Potassium bromate (KBrO_{3}) is the inorganic compound with the formula KBrO_{3}. This colorless salt is a common source of bromate. It is a strong oxidizing agent. The chemical is sometimes added to improve flour, but due to potential cancer risk, is banned in many countries.

==Preparation and structure==
Potassium bromate is produced when bromine is passed through a hot solution of potassium hydroxide. Initially formed is potassium hypobromite, which quickly disproportionates into bromide and bromate:
 3 BrO- <-> 2 Br- + BrO3-
Electrolysis of potassium bromide solutions will also give bromate. Both processes are analogous to those used in the production of chlorates. Because it can be obtained in high purity, potassium bromate is used as an analytical reagent ("primary standard").

Potassium bromate can separated from the potassium bromide owing to its lower solubility. When a solution containing potassium bromate and bromide is cooled to 0 °C, nearly all bromate salt will precipitate, while nearly all of the bromide salt will stay in solution.

As established by X-ray crystallography, the O-Br-O angles are 104.5°, consistent with its pyramidal shape of the anion. The Br-O distances are 1.66 Å.

==Reactions==
Potassium bromate has some uses as a reagent in organic synthesis. In the presence of acid, it serves as a source of Br^{+} and can thus be used to brominate otherwise recalcitrant aromatic substrates, such as nitrobenzene. When treated with acid in the presence of bromide salts, potassium bromate serves as a source of bromine:
3 RCH=CHR' + KBrO3 + 5 Br- + 6 H+ -> 3 RCH(Br)\sC(Br)HR' + 3 H2O

Aryl iodides can be oxidized with potassium bromate to the corresponding iodinane oxides.

==Uses in baking==
Potassium bromate is typically used in the United States as a flour improver (E number E924). It acts to strengthen the dough and to allow higher rising. It is an oxidizing agent, and under the right conditions, is reduced to bromide in the baking process. However, if too much is added, or if the bread is underbaked or baked at a low enough temperature, then a residual amount remains, which may be harmful if consumed.

Potassium bromate may be used in the production of malt barley, but under safety conditions prescribed by the U.S. Food and Drug Administration (FDA), including labeling standards for the finished product. It is a powerful oxidizer (electrode potential $E^\ominus$ = 1.5 volts, similar to potassium permanganate).

===Regulations affecting food use===
Potassium bromate is classified as a category 2B carcinogen by the IARC. The FDA allowed the use of bromate before the Delaney clause of the Food, Drug, and Cosmetic Act—which bans potentially carcinogenic substances—went into effect in 1958. Since 1991, the FDA has urged bakers not to use it, but has not mandated a ban.
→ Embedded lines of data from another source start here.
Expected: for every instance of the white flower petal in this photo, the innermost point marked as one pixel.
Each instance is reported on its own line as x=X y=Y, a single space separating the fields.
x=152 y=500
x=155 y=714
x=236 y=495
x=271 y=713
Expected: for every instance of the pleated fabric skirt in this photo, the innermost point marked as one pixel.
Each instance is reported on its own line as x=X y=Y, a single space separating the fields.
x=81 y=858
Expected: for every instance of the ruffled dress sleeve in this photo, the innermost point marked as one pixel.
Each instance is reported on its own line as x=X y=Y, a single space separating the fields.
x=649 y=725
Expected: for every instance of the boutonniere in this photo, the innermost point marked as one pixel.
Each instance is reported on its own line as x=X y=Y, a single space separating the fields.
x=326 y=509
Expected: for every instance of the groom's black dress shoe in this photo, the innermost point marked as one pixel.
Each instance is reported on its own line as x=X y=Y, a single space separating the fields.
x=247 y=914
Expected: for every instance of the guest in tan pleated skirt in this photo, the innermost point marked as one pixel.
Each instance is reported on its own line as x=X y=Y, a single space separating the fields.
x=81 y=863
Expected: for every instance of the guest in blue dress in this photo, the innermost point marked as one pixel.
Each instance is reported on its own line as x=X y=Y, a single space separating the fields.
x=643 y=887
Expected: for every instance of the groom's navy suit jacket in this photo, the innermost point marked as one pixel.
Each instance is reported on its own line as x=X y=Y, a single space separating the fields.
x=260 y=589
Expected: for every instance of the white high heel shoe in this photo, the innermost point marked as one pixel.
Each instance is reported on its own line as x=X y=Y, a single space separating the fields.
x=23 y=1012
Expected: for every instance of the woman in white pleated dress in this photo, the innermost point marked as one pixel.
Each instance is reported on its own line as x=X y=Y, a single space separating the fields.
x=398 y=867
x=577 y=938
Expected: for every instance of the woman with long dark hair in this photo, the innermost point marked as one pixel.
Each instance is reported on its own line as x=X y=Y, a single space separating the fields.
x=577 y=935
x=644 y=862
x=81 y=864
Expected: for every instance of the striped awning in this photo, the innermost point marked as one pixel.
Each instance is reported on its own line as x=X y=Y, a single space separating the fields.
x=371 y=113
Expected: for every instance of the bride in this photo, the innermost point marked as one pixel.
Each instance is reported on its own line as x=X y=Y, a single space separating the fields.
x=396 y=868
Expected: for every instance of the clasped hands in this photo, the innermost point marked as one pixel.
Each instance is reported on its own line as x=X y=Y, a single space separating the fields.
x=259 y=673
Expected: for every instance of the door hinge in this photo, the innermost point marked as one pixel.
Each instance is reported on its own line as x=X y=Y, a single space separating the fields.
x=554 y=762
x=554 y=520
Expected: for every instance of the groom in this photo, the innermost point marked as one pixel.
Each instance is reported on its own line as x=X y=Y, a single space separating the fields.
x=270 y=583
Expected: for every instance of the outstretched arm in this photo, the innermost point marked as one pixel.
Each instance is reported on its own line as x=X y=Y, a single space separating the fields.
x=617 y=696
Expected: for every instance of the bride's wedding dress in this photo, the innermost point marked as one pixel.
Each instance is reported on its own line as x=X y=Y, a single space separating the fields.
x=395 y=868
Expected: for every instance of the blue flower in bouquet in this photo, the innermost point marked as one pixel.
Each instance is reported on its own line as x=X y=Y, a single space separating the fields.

Japanese baked goods manufacturers stopped using potassium bromate voluntarily in 1980; however, Yamazaki Baking resumed its use in 2005, claiming it had new production methods to reduce the amount of the chemical that remained in the final product. A 2008 book claiming that Yamazaki Bread products do not mold because of potassium bromate use remained on best-seller charts for over 1 year. In February 2014 Yamazaki Baking suspended its use as an additive citing supply difficulties. They announced resumed potassium bromate use in March 2020.

Potassium bromate is banned from food products in the European Union, Argentina, Brazil, Canada, Nigeria, South Korea, and Peru. It was banned in Sri Lanka in 2001, China in 2005, and India in 2016, but it is allowed in most of the United States. As of May 2023, the U.S. state of New York is considering banning the use of potassium bromate.

In California, a warning label is required when bromated flour is used. In October 2023, California enacted a law that banned the manufacture, sale, and distribution of potassium bromate (along with three other additives: brominated vegetable oil, propylparaben, and Red 3). The law takes effect in 2027. It was the first U.S. state to ban it.